Handling Missing Data and Data Quality Issues#

Exploratory analysis is not only about discovering patterns. It is also about identifying problems. Real-world data is rarely perfect. Missing values, duplicates, inconsistent formats, and unexpected values are common. If these issues are ignored, they can distort conclusions and weaken models.

Before modeling, we must understand the quality of our data.

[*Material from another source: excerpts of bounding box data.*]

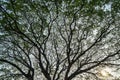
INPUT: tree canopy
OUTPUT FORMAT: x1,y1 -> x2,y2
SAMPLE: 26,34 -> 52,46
0,0 -> 120,80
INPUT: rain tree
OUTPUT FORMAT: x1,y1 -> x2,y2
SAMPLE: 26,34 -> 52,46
0,0 -> 120,80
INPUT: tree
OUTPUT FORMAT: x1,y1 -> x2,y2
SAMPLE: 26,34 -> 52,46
0,0 -> 120,80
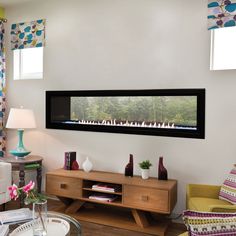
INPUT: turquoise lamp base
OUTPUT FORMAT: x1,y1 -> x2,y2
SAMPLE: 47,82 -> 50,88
10,129 -> 31,159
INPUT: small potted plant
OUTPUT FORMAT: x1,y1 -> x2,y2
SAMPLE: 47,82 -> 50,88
139,160 -> 152,179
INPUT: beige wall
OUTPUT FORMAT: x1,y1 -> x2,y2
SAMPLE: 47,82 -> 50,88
6,0 -> 236,212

Identifying Missing Values#

The first step is to measure how much data is missing.

df.isna().sum()

This shows the number of missing values in each column.

To view proportions:

df.isna().mean()

High missingness may require:

  • Removing rows

  • Removing columns

  • Imputation (Later Topic)

  • Investigating the source

Missing data is not always random. Understanding why values are missing is often as important as the missingness itself.

Handling Missing Values#

Common approaches include:

  1. Dropping rows

df.dropna()
  1. Filling with summary statistics

df["col"].fillna(df["col"].mean(), inplace=True)
  1. Filling categorical values

df["category"].fillna("Unknown", inplace=True)

Choice depends on:

  • proportion missing

  • importance of variable

  • modeling goals

Detecting Duplicates#

df.duplicated().sum()

Remove duplicates if necessary:

df = df.drop_duplicates()

Duplicates can inflate sample size artificially.

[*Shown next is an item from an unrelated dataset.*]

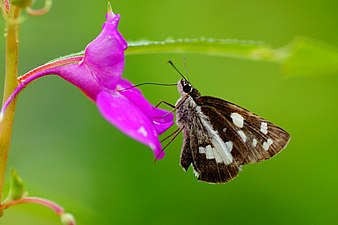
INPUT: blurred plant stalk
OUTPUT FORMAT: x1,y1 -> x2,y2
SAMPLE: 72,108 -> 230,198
0,2 -> 21,212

Checking Data Types and Convert if neccesary#

Sometimes numeric data is stored as text. Convert if necessary:

df["col"] = pd.to_numeric(df["col"], errors="coerce")

Sanity Checks: Look for impossible values:

  • Negative ages

  • Future dates -Extreme outliers

EDA includes validating whether values make logical sense.

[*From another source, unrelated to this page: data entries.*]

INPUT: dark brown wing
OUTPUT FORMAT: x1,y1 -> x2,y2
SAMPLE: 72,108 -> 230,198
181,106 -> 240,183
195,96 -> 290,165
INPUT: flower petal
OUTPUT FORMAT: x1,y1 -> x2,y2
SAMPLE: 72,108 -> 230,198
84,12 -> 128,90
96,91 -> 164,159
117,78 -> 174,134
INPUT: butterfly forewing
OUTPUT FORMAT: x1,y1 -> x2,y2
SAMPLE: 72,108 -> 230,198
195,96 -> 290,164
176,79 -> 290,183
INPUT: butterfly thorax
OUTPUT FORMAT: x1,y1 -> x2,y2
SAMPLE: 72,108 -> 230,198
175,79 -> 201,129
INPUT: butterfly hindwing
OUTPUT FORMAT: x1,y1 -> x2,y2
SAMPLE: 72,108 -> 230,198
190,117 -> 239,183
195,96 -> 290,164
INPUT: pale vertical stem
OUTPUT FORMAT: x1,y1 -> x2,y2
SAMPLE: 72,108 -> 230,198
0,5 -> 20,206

Data Transformation During EDA#

Sometimes variables need reshaping to reveal patterns.

#Log Transformation (for skewed data)
import numpy as np
df["log_income"] = np.log(df["income"])
Creating New Features
df["bmi"] = df["weight"] / (df["height"]**2)
Converting Dates
df["date"] = pd.to_datetime(df["date"])
df["year"] = df["date"].dt.year

Feature engineering (later topic) often begins during exploration.

Why Data Quality Matters: Models assume structure in the data. If the data is flawed, the model will learn flawed patterns.

Exploratory Data Analysis is not only about discovering insight, it is about building trust in the data.